Mourners streamed in for a second day to pay their respects to Aretha Franklin, who was dressed in a different outfit for her final public viewing, as if making a costume change during a show.
Fans waited festively outside, then walked in a solemn, single-file line into the rotunda of Detroit’s Charles H Wright Museum of African American History.
They found Franklin in a polished bronze coffin and a sheer baby blue dress with matching shoes, a change from the bright red outfit seen on Tuesday across the world.
The two-day viewing was part of a week of commemorations for the legend, who died on August 16 of pancreatic cancer.
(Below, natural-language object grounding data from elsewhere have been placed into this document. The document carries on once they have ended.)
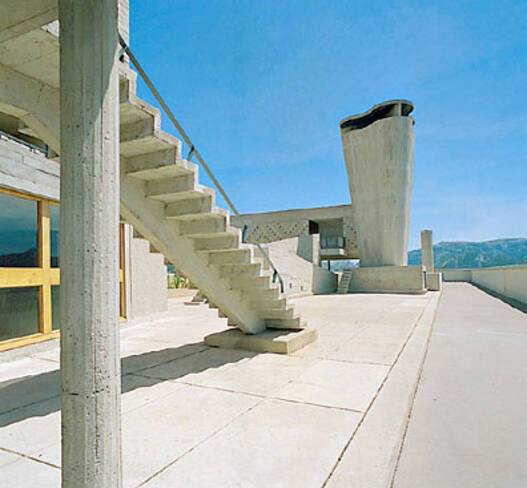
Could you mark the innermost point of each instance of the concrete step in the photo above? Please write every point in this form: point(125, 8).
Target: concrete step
point(275, 313)
point(261, 293)
point(229, 256)
point(211, 224)
point(240, 269)
point(188, 228)
point(294, 323)
point(254, 282)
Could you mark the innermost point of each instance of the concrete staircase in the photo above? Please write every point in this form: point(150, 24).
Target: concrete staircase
point(344, 282)
point(162, 198)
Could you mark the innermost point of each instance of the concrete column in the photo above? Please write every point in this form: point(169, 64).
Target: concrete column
point(89, 243)
point(379, 148)
point(427, 251)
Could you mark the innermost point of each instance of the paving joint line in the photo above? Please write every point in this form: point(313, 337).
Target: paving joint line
point(414, 393)
point(203, 441)
point(31, 458)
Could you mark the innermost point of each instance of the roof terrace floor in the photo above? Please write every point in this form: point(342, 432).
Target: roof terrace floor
point(332, 414)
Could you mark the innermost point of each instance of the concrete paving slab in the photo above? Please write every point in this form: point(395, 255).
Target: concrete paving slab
point(368, 351)
point(211, 358)
point(277, 444)
point(275, 341)
point(469, 421)
point(24, 473)
point(337, 384)
point(264, 374)
point(7, 458)
point(159, 432)
point(35, 381)
point(195, 396)
point(370, 458)
point(321, 348)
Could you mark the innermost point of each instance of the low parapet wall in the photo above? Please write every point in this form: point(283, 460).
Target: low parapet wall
point(507, 281)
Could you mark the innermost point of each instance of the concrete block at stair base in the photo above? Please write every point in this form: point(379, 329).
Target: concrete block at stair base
point(434, 281)
point(388, 279)
point(275, 341)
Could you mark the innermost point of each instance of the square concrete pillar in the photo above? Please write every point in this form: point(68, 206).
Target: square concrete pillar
point(427, 250)
point(89, 244)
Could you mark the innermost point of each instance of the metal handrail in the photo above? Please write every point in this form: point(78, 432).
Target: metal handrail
point(192, 148)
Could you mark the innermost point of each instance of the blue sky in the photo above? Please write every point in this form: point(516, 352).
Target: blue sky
point(261, 85)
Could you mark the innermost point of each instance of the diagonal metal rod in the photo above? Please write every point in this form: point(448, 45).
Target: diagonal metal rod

She was 76.
A marathon funeral with an all-star list of speakers and performers is scheduled for Friday.
Just as Franklin’s more than six decades of music wrought emotions out of her fans, so too did her viewing.
As they approached the coffin and heaping displays of roses, many people smiled, cried, crossed themselves, bowed their heads or blew kisses.
“I was pushed by … but a tear still came,” said Maggie Penn, 78, of Detroit.
The retired counsellor, who grew up in the same neighbourhood as Franklin and crossed paths with her in the pre-fame years, said she always appreciated that the singer remained rooted.
“She never forget from which she came,” Ms Penn said.
Gina Moorman attended Tuesday night’s sorority ceremony staged in Franklin’s honour at the museum and returned on Wednesday.
Ms Moorman did not know Franklin personally, but that did not seem to matter.
The music, she said, drew her in as it conveyed joy, pain and all things in between.
“She was intertwined in all of our lives,” she said, adding that her love for the singer “started with ‘Respect’.”
“We’re just feeling good about seeing the Queen.”
Franklin’s body was later transported from the museum, and a private viewing is scheduled for Thursday. The invitation-only funeral will be held on Friday at New Bethel Baptist Church.